Chief of Staff to the Secretary of the Treasury
- In office February 2009 – May 2015
- President: Barack Obama
- Succeeded by: Christian Weideman

Personal details
- Born: 1961 or 1962 (age 63–64) New York City, New York, U.S.
- Party: Democratic
- Spouse: Jennifer Leete
- Education: University at Albany (BA) Catholic University (JD)

= Mark A. Patterson =

American lawyer

Mark A. Patterson is an American lobbyist, former vice president and managing director of Goldman Sachs, and former Chief of Staff to the United States Secretary of the Treasury. In 2018, he was hired as general counsel for Senator Chuck Schumer, overseeing investigations and appropriations and leaving his position at law firm Perkins Coie.

==Early life and education==
Patterson was born in New York City. His mother was a librarian while his father was a high school English teacher. He graduated from the University at Albany in 1984. He received his J.D. degree from The Catholic University of America in 1990.

==Career==
Patterson was the special assistant of Senator Daniel Patrick Moynihan from 1984 to 1988 before entering law school.

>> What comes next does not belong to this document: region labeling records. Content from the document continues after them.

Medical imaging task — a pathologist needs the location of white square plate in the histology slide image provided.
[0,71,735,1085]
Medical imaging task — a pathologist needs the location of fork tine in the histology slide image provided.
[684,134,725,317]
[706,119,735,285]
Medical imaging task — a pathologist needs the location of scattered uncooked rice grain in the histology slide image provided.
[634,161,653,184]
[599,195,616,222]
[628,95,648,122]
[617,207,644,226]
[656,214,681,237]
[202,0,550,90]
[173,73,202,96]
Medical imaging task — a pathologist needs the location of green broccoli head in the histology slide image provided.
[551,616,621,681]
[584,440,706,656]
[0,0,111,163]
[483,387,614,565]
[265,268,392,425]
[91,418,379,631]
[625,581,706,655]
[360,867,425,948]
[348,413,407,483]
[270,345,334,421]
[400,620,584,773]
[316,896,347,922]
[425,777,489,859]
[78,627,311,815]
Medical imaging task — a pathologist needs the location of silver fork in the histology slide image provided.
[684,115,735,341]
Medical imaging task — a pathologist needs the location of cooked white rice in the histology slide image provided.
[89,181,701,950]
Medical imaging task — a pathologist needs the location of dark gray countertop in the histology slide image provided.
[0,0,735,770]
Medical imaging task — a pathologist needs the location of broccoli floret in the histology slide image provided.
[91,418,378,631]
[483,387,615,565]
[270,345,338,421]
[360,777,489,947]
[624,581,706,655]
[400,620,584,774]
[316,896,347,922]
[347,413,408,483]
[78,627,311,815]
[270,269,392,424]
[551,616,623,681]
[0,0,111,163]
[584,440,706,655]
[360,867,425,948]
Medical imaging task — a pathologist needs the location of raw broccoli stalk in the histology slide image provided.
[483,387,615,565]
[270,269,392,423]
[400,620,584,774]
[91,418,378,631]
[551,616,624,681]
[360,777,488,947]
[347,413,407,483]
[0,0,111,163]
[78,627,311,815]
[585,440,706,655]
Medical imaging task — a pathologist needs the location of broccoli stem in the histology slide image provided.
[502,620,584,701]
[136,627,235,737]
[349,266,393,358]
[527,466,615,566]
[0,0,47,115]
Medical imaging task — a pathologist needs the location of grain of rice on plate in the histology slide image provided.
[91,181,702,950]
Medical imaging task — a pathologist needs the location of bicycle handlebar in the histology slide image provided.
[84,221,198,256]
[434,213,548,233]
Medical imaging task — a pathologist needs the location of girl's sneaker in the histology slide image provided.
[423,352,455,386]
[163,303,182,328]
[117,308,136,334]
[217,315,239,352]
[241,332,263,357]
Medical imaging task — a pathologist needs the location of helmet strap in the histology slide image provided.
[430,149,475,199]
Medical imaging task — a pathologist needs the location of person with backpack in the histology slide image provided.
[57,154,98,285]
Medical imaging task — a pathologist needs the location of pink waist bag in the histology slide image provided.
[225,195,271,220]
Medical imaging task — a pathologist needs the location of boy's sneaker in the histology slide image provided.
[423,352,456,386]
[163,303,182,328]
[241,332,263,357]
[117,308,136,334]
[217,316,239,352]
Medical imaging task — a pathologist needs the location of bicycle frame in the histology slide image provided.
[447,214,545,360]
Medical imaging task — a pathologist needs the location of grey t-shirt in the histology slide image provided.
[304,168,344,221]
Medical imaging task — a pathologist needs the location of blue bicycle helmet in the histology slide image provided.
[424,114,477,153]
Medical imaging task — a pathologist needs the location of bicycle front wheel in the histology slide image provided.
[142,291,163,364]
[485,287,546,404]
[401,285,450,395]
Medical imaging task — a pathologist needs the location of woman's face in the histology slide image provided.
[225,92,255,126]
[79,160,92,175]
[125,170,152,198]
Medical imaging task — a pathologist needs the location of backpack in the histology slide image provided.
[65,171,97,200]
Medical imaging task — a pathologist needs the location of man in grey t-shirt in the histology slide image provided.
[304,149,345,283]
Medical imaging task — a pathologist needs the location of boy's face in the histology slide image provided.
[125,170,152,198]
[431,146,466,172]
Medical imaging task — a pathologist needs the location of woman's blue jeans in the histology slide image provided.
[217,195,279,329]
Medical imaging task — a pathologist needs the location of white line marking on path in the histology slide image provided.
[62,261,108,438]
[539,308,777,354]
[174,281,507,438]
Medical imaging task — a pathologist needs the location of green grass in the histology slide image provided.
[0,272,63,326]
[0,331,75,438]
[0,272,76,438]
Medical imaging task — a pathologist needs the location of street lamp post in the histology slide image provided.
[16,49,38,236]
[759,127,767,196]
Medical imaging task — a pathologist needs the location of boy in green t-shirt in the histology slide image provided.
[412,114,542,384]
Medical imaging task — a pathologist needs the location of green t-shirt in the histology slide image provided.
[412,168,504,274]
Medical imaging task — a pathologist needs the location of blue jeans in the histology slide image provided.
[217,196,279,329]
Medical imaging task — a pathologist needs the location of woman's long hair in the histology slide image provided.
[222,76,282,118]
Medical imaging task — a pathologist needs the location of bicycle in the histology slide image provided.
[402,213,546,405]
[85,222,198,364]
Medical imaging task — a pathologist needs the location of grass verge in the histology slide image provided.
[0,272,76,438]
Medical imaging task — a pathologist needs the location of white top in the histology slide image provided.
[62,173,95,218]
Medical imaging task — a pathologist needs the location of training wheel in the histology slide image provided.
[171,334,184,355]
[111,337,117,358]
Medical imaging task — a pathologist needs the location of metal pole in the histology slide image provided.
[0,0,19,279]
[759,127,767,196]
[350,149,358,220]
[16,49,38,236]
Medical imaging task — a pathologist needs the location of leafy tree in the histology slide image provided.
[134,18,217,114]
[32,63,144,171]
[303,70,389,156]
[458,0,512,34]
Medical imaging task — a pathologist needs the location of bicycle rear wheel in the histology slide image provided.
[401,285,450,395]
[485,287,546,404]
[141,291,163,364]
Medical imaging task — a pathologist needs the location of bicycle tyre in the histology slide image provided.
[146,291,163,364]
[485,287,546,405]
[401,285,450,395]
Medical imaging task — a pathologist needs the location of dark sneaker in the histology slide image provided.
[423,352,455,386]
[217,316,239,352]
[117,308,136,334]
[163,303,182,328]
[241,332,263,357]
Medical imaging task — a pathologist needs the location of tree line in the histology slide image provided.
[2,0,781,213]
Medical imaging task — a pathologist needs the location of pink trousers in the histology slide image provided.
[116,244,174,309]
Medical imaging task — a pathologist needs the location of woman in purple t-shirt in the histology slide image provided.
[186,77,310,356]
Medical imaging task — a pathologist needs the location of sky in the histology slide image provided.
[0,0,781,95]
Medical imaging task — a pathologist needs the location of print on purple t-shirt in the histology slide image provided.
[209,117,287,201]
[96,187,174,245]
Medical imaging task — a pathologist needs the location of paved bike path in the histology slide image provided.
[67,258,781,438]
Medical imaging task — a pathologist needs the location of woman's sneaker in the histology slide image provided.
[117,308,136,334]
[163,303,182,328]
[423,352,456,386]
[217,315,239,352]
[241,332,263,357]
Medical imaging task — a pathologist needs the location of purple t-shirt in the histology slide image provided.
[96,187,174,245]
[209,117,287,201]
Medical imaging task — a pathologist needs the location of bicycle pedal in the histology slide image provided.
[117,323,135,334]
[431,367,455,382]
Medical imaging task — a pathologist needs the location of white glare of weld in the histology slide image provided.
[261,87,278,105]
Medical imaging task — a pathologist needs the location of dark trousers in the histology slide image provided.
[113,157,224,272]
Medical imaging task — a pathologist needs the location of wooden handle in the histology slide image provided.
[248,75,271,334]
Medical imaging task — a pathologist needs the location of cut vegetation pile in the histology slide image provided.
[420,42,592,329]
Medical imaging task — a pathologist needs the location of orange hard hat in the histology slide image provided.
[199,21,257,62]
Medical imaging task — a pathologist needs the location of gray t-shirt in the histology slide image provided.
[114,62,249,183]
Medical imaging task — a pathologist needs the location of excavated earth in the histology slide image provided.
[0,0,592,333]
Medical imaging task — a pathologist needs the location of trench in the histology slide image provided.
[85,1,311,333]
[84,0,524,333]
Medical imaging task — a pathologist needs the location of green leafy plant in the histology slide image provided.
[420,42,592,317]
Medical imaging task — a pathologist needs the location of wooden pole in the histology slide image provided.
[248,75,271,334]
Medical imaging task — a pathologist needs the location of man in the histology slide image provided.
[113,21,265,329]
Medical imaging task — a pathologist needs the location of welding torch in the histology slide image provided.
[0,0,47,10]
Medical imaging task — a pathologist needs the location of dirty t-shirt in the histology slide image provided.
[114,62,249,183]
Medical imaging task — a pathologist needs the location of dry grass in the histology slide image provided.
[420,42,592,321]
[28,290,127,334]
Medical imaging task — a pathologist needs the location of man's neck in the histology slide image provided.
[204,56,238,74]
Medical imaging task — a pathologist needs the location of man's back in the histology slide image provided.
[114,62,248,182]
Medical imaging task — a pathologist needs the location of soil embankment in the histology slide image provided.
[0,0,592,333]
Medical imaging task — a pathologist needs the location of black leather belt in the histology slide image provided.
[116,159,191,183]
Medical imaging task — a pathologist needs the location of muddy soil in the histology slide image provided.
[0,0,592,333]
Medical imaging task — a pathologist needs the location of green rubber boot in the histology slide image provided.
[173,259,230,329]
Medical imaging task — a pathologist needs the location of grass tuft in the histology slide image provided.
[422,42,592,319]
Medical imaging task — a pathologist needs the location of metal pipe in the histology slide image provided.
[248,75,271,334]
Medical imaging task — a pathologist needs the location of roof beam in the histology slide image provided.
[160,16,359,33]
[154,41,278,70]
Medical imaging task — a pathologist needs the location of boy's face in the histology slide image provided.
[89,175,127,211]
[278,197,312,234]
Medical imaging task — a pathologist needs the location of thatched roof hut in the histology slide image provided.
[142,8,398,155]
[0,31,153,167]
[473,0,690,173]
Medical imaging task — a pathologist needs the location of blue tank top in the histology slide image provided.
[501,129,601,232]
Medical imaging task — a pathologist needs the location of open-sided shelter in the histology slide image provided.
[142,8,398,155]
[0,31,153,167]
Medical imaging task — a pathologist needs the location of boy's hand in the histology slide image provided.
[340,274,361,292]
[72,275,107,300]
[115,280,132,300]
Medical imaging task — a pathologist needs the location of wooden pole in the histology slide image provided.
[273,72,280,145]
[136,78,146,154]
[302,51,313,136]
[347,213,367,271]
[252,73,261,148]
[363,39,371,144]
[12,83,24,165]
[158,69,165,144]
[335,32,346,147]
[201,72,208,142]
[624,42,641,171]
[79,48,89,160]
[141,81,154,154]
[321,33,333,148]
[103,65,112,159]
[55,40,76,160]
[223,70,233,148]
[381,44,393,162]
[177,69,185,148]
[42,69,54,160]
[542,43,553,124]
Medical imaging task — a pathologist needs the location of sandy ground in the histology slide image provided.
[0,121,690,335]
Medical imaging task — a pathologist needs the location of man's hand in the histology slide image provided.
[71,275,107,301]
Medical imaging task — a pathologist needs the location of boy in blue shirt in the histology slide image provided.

Patterson later served as Moynihan's legislative director (1993-1995), and as Democratic staff director and chief counsel of the Senate Finance Committee (1995-1999). From 1999 to 2004 Patterson was the policy director for Senate Democratic Leader Tom Daschle.

In 2004 Patterson became a lobbyist for Goldman Sachs, with the position of vice president (2004-2007), and managing director (2007-2008). Patterson left Goldman Sachs in April 2008, after which time he served as a volunteer for the Obama-Biden presidential campaign, and as the Senate confirmation coordinator for the Obama-Biden Presidential Transition Project. Upon the inauguration of Barack Obama as President, Patterson was in February 2009 appointed chief of staff to the Secretary of the Treasury. In 2013, after the long-anticipated departure of secretary Tim Geithner, secretary Jack Lew announced Patterson's replacement. Patterson worked as a partner in Perkins Coie's Washington, D.C. office before joining Senator Schumer's team in May 2018.

==Personal life==
Patterson is married to Jennifer S. Leete, a former assistant director in the Enforcement Division of the U.S. Securities and Exchange Commission and, as of 2022, a partner in the start-up Washington, D.C. office of New York law firm Cravath, Swaine & Moore. The start-up was being led by Jelena McWilliams, former chair of the FDIC, and also included Elad Roisman, former commissioner and acting chair of the SEC. Patterson is a member of the bar of the District of Columbia and of the Supreme Court of the United States.